Above: various models (coloured circles) predict different heat versus signal fluxes. The experimental measurements (triangle and square) are only compatible with one of the predictions (Krauss et al.,1984).

KL and Borexino can give information about radiogenic heat. A usual way to represent this is again the 2D graph of heat versus neutrino yield. The slope of the correlation between the two quantities is universal; the intercept depends on the site, and the width of the band depends also on the site, through crust-related effects.

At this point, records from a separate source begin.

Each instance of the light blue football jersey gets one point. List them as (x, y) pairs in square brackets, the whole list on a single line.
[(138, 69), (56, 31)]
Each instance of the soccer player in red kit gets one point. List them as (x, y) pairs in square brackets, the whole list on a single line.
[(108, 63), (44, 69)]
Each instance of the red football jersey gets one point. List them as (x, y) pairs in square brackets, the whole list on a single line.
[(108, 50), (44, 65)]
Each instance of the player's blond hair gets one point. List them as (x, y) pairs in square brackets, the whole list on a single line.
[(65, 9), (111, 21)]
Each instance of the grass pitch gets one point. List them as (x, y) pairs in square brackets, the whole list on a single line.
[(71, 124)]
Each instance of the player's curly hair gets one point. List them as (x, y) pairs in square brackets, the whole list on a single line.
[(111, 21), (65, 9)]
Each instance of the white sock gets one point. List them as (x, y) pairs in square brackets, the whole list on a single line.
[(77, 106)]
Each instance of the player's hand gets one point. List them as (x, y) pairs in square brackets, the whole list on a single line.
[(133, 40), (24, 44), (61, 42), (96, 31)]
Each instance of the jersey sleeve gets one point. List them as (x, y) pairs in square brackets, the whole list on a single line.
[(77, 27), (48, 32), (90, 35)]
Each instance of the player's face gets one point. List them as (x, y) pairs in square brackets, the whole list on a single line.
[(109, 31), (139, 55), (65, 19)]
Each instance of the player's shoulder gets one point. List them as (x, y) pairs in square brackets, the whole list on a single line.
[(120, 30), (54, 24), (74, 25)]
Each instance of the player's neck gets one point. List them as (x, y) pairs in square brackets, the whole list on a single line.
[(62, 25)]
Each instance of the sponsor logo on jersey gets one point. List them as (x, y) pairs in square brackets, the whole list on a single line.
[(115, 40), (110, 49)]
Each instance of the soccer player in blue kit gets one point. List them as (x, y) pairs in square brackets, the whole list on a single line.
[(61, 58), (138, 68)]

The debate on the terrestrial heat flow is still open. Various estimates ranging from 31 to 47 terawatts exist.

To extract global information from geo-neutrinos, the contribution from “regional” geology (of the order of 500×500 km^2) has to be controlled. For each element the expected signal of geo-neutrinos is the sum of contributions from local, farl field crust, and mantle sources. We can derive the flux from the mantle by subtracting the crust contribution. The total estimates of KL and Borexino are of 31.1+-7.3 and 38.8+-12 Terawatts, respectively. The best fit for the mantle sigmal common to both is 14.1+-8.1 TNU.

For borexino, 68% of the signal should come from the crust, the rest from the mantle. In KamLand the percentages are 71% and 29%, respectively. The same proportion of the latter is expected in Juno, which will start data taking in 5 years. In SNO+ the crust contribution is 74%. So all these experiments will extract mainly information from the crust. At the hawaii the signal will instead come for only 28% from the crust, so an experiment there would have more information about mantle neutrinos.

In conclusion, geoneutrinos represent a unique probe of the Earth interior. A big effort is going on to calculate the expected signal. Future experiments are needed to better determine the radioactive content of the deep Earth. A conference devoted to this will be “Neutrino Geoscience 2015, Paris June 15th-17th.